The study’s strengths include the use of an unmatched case-control design, to reduce the influence of confounding factors and focus on potential health service interventions. Direct interviews with clients minimized missing medical records and recall bias.  The study included both public and private hospitals, as abortion is more common in private hospitals. This design also enabled the study to address potential confounders effectively.
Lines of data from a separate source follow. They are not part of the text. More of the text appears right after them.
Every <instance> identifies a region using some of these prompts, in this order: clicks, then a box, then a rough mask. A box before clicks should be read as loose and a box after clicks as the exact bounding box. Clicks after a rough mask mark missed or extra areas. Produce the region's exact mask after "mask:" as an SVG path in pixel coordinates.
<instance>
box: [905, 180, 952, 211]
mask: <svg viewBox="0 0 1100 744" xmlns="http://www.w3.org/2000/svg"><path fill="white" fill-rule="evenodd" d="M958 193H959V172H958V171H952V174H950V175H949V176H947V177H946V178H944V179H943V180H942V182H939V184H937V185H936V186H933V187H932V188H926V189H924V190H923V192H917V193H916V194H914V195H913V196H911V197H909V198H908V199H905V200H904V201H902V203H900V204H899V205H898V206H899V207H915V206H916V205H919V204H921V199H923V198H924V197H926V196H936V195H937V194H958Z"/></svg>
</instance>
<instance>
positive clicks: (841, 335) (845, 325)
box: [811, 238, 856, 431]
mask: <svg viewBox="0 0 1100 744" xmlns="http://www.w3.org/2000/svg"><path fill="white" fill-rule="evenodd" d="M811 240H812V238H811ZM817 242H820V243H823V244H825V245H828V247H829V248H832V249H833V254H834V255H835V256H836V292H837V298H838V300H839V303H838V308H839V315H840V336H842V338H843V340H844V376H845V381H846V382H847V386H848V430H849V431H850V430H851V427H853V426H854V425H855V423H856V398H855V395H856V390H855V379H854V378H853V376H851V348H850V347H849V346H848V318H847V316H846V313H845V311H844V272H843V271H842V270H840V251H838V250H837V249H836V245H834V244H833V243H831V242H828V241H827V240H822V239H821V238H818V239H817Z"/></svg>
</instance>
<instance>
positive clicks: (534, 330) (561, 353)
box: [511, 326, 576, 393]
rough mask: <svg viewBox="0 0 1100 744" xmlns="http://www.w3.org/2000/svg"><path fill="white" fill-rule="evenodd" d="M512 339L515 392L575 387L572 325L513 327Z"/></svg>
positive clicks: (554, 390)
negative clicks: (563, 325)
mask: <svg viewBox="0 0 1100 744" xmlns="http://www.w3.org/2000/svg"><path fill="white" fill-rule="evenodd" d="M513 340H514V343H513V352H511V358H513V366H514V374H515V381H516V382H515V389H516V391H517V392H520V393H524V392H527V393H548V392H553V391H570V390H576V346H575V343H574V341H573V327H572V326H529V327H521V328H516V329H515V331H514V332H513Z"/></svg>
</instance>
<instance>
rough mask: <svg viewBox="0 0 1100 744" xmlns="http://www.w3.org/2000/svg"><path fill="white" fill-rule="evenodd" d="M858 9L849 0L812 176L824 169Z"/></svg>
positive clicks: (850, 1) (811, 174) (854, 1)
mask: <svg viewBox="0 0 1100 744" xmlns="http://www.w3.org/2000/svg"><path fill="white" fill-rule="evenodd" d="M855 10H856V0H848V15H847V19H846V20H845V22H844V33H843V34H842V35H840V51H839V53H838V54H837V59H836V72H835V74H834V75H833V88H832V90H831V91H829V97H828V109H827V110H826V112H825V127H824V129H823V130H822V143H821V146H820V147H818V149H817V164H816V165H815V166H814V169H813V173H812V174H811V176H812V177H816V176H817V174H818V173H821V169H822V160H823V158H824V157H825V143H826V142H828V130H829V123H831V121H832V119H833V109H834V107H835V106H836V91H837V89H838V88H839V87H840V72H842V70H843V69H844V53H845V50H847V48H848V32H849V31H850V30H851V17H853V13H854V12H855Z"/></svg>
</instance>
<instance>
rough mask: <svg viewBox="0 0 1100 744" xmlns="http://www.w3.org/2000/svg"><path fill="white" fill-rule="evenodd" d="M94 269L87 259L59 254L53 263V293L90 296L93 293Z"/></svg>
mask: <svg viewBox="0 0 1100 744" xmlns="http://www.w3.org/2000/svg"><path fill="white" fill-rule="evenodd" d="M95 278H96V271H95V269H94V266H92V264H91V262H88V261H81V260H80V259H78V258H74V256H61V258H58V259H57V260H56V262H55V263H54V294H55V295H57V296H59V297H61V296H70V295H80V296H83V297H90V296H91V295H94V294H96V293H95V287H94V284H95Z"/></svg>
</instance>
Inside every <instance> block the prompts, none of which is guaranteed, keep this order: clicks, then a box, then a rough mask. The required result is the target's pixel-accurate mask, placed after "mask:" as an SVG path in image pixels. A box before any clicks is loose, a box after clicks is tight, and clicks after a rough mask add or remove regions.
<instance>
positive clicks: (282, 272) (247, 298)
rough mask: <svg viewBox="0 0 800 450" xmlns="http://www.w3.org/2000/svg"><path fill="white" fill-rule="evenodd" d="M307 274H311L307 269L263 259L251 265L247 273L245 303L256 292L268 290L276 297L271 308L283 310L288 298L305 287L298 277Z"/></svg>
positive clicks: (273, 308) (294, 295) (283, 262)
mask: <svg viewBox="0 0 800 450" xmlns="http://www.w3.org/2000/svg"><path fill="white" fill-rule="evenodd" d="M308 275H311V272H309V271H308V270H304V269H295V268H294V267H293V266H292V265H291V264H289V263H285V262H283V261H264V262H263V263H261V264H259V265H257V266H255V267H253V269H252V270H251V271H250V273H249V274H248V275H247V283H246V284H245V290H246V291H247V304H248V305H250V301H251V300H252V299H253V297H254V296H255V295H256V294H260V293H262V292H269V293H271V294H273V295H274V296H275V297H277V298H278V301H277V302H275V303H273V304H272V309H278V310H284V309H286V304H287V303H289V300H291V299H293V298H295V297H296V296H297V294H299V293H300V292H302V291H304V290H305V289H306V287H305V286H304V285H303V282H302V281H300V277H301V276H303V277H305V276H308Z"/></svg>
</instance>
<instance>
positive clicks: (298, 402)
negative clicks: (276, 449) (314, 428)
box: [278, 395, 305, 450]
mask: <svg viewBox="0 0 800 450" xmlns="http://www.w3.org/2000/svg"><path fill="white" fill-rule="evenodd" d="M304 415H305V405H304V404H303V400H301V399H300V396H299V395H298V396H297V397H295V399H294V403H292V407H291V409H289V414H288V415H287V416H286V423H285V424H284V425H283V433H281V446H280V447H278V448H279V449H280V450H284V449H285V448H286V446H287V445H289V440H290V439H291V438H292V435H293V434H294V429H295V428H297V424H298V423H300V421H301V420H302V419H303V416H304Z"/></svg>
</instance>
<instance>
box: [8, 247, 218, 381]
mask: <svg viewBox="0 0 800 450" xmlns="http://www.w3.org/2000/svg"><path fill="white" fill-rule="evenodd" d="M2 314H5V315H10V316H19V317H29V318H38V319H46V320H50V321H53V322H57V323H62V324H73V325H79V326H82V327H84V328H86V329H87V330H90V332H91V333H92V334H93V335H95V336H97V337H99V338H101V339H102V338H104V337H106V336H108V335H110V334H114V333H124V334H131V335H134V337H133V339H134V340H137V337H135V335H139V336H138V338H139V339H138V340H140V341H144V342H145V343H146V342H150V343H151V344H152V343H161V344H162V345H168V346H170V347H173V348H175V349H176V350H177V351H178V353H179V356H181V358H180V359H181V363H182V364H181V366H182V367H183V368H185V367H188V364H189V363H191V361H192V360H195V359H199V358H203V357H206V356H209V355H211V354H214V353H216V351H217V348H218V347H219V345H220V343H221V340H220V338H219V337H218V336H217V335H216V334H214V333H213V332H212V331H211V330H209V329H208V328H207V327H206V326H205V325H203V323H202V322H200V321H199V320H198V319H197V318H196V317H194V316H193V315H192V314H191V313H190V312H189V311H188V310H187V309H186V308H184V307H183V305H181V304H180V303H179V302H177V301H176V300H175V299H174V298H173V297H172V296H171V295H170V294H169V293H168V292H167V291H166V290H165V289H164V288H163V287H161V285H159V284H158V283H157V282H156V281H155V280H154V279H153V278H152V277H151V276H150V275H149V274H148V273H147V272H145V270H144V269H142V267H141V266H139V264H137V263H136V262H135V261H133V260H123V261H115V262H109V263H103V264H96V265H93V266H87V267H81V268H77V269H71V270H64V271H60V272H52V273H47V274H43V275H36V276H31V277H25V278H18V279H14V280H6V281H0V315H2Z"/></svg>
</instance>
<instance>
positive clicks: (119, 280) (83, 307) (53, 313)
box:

The study has some limitations. It may not fully represent the factors associated with repeated induced abortions in the broader community, and the data could have been affected by recall bias or incomplete medical records. In addition, the sample size was relatively small, which may limit the generalizability of the findings.

Conclusion

This study recognized numerous factors associated with repeat-induced abortions in Addis Ababa, Ethiopia. Low educational level, contraceptive use after previous abortion, aim for abortion (either due to not using contraception, rape, or unplanned sex), alcohol consumption, and sexual-based violence were associated with an increased odd of repeated induced abortions. Hereafter, policy makers and decision makers must focus on health promotions messages that focus on improving women's knowledge about significant determinants, such as formal education, reasons for abortion, gender-based violence, and behavioural factors like alcohol drinking. Family planning counselling should be based on accessibility, feasibility, affordability, safety, and sustainability.

Declerations

Acknowledgments

The authors acknowledge Yekatit 12 Hospital Medical College, the study participants, all data collectors, the staff of the participating hospitals, and the hospital directors for their support, facilitation, and contributions to the successful completion of this study.

Conflicts of interest

The authors declared no conflicts of interest.

Ethical considerations

Informed written consent was obtained from study subjects, and the data were collected anonymously. Participants were informed of the purpose of the study and their right to refuse or answer the questionnaire, and they were given the choice to stop or withdraw at any time during data collection. To maintain confidentiality, names and personal identification were omitted.

Code of Ethics

This study was conducted under the code of ethics received from Yekatit 12 Hospital Medical College with Protocol number: 129/22.

Use of Artificial Intelligence (AI) 

N/A.

Funding

Yekatit 12 Hospital Medical College founded this study.

Authors' contribution

TW and TT conceptualized and designed the study and participated in preparing the last draft; JT prepared the last draft. AB wrote the first draft. TW and AB conducted the data analysis. TW, TT, JT and AB, performed data gathering. All authors approved and verified the last draft.